Material Selection - Example

Example

A common method for choosing an appropriate material is an “Ashby chart.” By plotting a performance index for a specific case of loading on the Ashby chart, a material with maximum performance can be selected. The performance index takes into consideration the dimensional constraints, material constraints, and free variable constraints of a specific application. The following example will show the how to come up with the performance index and how to plot and interpret the Ashby chart.

This example will take into consideration a beam that will undergo two different loads with the goal of minimizing weight. The first load is a beam in tension. Figure 1 illustrates this loading.

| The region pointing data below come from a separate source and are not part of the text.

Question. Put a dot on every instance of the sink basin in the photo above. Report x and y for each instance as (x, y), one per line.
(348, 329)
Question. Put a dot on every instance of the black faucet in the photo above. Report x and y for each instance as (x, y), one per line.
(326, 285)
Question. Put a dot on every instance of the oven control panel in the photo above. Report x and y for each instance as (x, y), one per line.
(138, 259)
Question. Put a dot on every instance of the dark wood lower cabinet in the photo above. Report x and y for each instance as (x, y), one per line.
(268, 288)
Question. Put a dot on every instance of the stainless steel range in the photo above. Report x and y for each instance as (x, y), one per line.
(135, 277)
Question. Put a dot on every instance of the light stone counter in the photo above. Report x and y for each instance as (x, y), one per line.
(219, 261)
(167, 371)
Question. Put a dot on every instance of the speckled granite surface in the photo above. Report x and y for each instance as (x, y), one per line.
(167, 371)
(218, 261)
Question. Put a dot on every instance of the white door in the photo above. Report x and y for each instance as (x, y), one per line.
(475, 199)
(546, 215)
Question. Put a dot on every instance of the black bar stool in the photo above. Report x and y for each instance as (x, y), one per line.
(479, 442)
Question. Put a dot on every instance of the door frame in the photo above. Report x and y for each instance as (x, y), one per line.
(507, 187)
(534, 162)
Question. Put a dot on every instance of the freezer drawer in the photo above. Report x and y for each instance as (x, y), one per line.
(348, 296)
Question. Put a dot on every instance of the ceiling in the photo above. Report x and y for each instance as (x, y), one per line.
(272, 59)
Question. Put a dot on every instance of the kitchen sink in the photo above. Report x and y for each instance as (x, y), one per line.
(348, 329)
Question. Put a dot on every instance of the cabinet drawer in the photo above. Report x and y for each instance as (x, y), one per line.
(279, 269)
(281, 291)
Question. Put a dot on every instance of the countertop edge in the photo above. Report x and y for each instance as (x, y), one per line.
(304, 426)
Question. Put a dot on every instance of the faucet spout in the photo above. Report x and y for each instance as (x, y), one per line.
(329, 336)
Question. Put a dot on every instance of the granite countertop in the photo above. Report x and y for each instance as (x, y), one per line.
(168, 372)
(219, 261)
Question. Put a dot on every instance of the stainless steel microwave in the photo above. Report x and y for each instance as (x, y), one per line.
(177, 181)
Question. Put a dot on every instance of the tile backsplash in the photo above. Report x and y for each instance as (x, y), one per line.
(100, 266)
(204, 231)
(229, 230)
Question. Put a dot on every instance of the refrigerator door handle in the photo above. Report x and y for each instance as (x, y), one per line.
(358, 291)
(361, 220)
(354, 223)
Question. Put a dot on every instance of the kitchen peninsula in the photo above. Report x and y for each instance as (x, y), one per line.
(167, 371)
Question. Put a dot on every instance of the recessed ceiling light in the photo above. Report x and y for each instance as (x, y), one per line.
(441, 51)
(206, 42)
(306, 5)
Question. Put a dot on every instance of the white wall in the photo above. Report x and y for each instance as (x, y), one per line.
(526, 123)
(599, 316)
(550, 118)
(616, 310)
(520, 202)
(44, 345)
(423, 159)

The parameters for the beam can be organized into categories. These categories are material variables, which include density, modulus, and yield stress, free variables which are variables that can change during the loading cycle, for example applied force. The final category is design variables which usually are a limit of how thick the beam can be, how much it can deflect, or any other limiting factor for the specific application. For this loading cycle, the stress in the beam is measured as =P/A, where P is the load and A is the cross sectional area. The weight is measure as w=ρAL, where ρ is the density, and L is the length. By looking at the equation, we see that for a fixed length of L, the material variables are σ and ρ. There is one free variable, A, and a variable that needs to be minimized, w.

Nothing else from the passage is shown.